The mycological identification and characterization of E. rostratum in this case demonstrates the difficulty associated with the early diagnosis of fungal meningitis. Our initial isolate from the CSF grew on a sheep blood agar plate and a chocolate agar plate at day 2 of culture, but it did not grow on selective fungal culture media. There is no clear explanation, but sampling may be a contributing factor because the second isolate did eventually grow after 3 weeks on fungal culture media. The presumptive identification of the initial isolate as Exserohilum spp. was made microscopically based on morphological features at 2 weeks, when the organism started to sporulate on potato flake agar and produce conidia with features of ≥6 distoseptate and a protuberant hilum at the base suggestive of Exserohilum spp. This presumptive identification was not made at day 10 of culture, in which the young conidia only exhibited <6 distoseptate and no hilum at the base, indistinguishable from another dematiaceous fungus Bipolaris spp., which usually produces conidia containing 3–6 distoseptate and no hilum. Even after 2 weeks, when the conidia developed into the features suggestive of Exserohilum spp., the definitive identification to the species level as E. rostratum (conidia mostly with 7–9 distoseptate and darkly pigmented bands at the ends) could not be confidently made by microscopic features. However, early identification of this fungus as E. rostratum was achieved by applying fungal DNA sequencing at day 10 of culture when this organism just started to sporulate. Therefore, based on our experience in this case, DNA sequence analysis was able to identify this organism to the correct species level in several days as opposed to several weeks for complete morphological identification. The fungal DNA sequence method for rapid identification is important in controlling outbreak, and in assisting clinicians to initiate treatment and further to develop recommendations to manage patients infected by this organism.8 Furthermore, if empiric antifungals have been initiated, positive cultures may be delayed: the autopsy CSF culture took 3 weeks for growth to be detectable as opposed to the initial CSF culture collected before antifungal treatment, which took 2 days to become positive.

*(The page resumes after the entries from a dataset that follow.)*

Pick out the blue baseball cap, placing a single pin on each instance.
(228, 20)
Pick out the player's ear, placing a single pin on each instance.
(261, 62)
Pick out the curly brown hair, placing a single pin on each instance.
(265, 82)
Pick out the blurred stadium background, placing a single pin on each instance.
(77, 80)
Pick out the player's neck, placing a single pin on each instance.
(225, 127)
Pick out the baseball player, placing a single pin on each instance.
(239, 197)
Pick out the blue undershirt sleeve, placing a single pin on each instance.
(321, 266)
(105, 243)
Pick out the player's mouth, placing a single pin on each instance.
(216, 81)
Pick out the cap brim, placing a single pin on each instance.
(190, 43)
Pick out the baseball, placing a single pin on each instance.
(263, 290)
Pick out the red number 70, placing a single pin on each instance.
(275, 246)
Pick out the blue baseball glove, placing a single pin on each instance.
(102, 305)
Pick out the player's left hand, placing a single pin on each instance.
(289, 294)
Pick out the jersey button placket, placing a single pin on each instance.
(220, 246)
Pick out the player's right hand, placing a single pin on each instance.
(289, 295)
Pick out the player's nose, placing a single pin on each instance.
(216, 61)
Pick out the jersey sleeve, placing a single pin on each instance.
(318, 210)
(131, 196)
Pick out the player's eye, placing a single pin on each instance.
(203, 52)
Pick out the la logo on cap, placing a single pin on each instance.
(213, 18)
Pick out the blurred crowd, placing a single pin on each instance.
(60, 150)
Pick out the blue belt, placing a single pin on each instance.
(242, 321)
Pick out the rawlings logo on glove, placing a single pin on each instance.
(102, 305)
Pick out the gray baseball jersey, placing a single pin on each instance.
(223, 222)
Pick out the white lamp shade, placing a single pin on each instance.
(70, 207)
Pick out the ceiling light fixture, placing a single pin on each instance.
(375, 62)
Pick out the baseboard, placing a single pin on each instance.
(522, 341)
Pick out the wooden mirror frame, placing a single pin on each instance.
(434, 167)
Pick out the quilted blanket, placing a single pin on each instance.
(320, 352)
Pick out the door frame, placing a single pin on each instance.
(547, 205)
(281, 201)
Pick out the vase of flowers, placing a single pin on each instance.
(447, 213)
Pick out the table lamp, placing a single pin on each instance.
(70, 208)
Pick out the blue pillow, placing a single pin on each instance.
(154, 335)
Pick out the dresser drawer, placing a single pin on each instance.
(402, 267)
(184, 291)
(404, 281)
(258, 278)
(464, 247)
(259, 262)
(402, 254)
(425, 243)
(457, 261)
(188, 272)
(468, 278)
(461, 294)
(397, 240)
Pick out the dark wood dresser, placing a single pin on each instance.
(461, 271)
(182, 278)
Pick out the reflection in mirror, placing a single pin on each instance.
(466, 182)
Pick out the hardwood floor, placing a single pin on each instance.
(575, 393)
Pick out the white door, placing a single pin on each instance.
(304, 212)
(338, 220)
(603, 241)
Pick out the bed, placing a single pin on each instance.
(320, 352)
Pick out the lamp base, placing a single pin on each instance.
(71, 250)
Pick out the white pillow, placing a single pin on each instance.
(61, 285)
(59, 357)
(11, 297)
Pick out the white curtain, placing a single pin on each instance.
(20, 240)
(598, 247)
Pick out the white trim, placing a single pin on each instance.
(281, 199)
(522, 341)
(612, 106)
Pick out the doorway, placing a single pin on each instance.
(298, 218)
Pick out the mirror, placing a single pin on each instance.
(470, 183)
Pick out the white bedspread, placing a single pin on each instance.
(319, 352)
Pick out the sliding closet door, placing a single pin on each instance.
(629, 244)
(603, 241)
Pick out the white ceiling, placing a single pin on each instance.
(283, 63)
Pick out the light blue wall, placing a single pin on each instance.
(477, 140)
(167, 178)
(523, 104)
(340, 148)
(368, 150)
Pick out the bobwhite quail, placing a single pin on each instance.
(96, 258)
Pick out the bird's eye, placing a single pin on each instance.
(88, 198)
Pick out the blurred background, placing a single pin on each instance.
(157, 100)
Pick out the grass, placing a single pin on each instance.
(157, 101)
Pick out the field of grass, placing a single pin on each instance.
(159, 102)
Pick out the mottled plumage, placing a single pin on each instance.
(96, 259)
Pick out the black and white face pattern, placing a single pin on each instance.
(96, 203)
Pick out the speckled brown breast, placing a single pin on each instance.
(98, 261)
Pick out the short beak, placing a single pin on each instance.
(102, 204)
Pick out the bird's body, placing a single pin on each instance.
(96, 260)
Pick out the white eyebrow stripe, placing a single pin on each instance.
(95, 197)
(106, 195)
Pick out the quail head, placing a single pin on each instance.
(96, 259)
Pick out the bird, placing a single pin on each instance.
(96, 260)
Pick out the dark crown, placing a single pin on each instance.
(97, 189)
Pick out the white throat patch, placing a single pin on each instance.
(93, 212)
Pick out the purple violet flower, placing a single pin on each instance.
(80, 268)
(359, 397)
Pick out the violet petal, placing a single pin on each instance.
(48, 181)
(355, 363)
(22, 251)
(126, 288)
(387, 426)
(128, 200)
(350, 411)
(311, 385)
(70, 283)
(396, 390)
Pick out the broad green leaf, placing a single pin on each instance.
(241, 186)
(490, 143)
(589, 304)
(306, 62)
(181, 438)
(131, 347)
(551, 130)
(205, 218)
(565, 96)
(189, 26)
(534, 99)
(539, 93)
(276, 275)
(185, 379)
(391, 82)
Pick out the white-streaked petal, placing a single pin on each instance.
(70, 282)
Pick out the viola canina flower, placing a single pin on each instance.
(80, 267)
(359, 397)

Although Clinical and Laboratory Standards Institute interpretive breakpoints have not been established for Exserohilum spp., da Cunha et al9 have recently tested 34 clinical isolates of E. rostratum. In comparison with their results for amphotericin B (MIC range <0.03–0.125 μg/ml), itraconazole (<0.03–0.125 μg/ml), voriconazole (<0.03–1 μg/ml), micafungin (0.03 to >16 μg/ml), the MICs for amphotericin B (0.06 μg/ml) and micafungin (0.03 μg/ml) of our isolate are similar. However, the MICs for itraconazole (0.5 μg/ml) and voriconazole (2 μg/ml) for our isolate were elevated compared with their testing. At the present, voriconazole has been recommended as the drug of choice to treat the patients with fungal infections associated with the current outbreak.8 A limited number of isolates from this outbreak have been tested to date and their MICs of voriconazole ranged from 0.5 to 2 μg/ml.8 Whether elevated voriconazole MIC correlates with treatment failure is unknown at this point, but will be determined when more clinical information regarding the treatment of these infections becomes available.

This report illustrates both the extent and severity of neurologic disease possible in a patient with E. rostratum meningitis and vasculitis. Additionally, we provide a framework for identification and treatment of infections associated with the current outbreak of iatrogenic fungal meningitis.